The rites of transvestism or female impersonation in primitive societies in which a man becomes a woman are not explainable by a social organization that places the given relations in correspondence, or by a psychic organization that makes the woman desire to become a man just as the man desires to become a woman.62 Social structure and psychic identification leave too many special factors unaccounted for: the linkage, unleashing, and communication of the becomings triggered by the transvestite; the power (puissance) of the resultant becoming-animal; and above all the participation of these becomings in a specific war machine. The same applies for sexuality: it is badly explained by the binary organization of the sexes, and just as badly by a bisexual organization within each sex. Sexuality brings into play too great a diversity of conjugated becomings; these are like n sexes, an entire war machine through which love passes.
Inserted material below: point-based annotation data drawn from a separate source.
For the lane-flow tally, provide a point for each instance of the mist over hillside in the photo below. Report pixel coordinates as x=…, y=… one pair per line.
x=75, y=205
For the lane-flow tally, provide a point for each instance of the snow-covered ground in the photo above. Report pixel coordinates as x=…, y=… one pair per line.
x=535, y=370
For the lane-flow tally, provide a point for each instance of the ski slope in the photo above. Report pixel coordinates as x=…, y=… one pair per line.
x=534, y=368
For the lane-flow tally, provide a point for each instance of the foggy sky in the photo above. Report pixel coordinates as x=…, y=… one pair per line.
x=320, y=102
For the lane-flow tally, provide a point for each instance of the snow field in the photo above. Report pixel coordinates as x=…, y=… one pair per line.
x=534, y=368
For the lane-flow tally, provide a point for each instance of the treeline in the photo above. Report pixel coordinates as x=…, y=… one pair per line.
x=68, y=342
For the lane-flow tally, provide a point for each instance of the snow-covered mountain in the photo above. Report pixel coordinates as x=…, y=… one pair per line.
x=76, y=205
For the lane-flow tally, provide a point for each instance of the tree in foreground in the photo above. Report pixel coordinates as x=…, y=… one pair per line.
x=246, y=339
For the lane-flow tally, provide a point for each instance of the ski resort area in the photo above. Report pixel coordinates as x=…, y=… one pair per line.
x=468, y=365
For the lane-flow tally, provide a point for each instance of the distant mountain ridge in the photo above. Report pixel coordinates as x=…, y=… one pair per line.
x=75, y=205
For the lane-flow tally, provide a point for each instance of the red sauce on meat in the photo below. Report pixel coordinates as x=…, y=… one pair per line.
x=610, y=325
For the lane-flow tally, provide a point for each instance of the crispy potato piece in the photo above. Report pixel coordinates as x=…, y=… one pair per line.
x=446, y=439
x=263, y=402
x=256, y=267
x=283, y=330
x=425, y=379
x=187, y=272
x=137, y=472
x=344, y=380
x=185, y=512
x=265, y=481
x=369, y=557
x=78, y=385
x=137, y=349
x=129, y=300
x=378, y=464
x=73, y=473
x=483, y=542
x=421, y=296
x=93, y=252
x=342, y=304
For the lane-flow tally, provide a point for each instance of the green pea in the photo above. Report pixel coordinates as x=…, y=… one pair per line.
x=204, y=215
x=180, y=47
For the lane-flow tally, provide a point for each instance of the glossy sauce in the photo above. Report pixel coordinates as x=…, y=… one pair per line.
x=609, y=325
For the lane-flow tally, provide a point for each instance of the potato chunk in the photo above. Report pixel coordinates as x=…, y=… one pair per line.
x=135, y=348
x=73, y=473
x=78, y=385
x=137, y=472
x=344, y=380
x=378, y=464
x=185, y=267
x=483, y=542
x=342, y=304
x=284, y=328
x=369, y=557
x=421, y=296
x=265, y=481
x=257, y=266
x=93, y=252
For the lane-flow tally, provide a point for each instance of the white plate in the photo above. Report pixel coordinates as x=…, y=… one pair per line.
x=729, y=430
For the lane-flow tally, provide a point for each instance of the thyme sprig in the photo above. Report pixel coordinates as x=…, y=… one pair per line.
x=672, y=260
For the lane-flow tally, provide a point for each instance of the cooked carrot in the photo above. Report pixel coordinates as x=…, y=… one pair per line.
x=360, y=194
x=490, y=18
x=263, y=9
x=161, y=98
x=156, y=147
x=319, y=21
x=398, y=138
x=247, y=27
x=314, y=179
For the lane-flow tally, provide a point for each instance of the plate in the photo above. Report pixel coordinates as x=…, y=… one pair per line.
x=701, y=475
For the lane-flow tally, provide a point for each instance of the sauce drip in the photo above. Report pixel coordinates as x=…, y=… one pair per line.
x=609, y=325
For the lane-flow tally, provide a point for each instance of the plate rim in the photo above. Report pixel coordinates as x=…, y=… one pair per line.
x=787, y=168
This is not a return to those appalling metaphors of love and war, seduction and conquest, the battle of the sexes and the domestic squabble, or even the Strindberg-war: it is only after love is done with and sexuality has dried up that things appear this way. What counts is that love itself is a war machine endowed with strange and somewhat terrifying powers. Sexuality is the production of a thousand sexes, which are so many uncontrollable becomings. Sexuality proceeds by way of the becoming-woman of the man and the becoming-animal of the human: an emission of particles. (299-300)

In a strong and distinct sense, every technological evolution requires a becoming-woman, a becoming-animal, a becoming-child, which necessarily must also involve distinct political reterritorialization of categories, a reaction, at the social-political level. Techologies are micro- molecular invasions of affect upon the body politic, one might say, and involve necessary immunological response.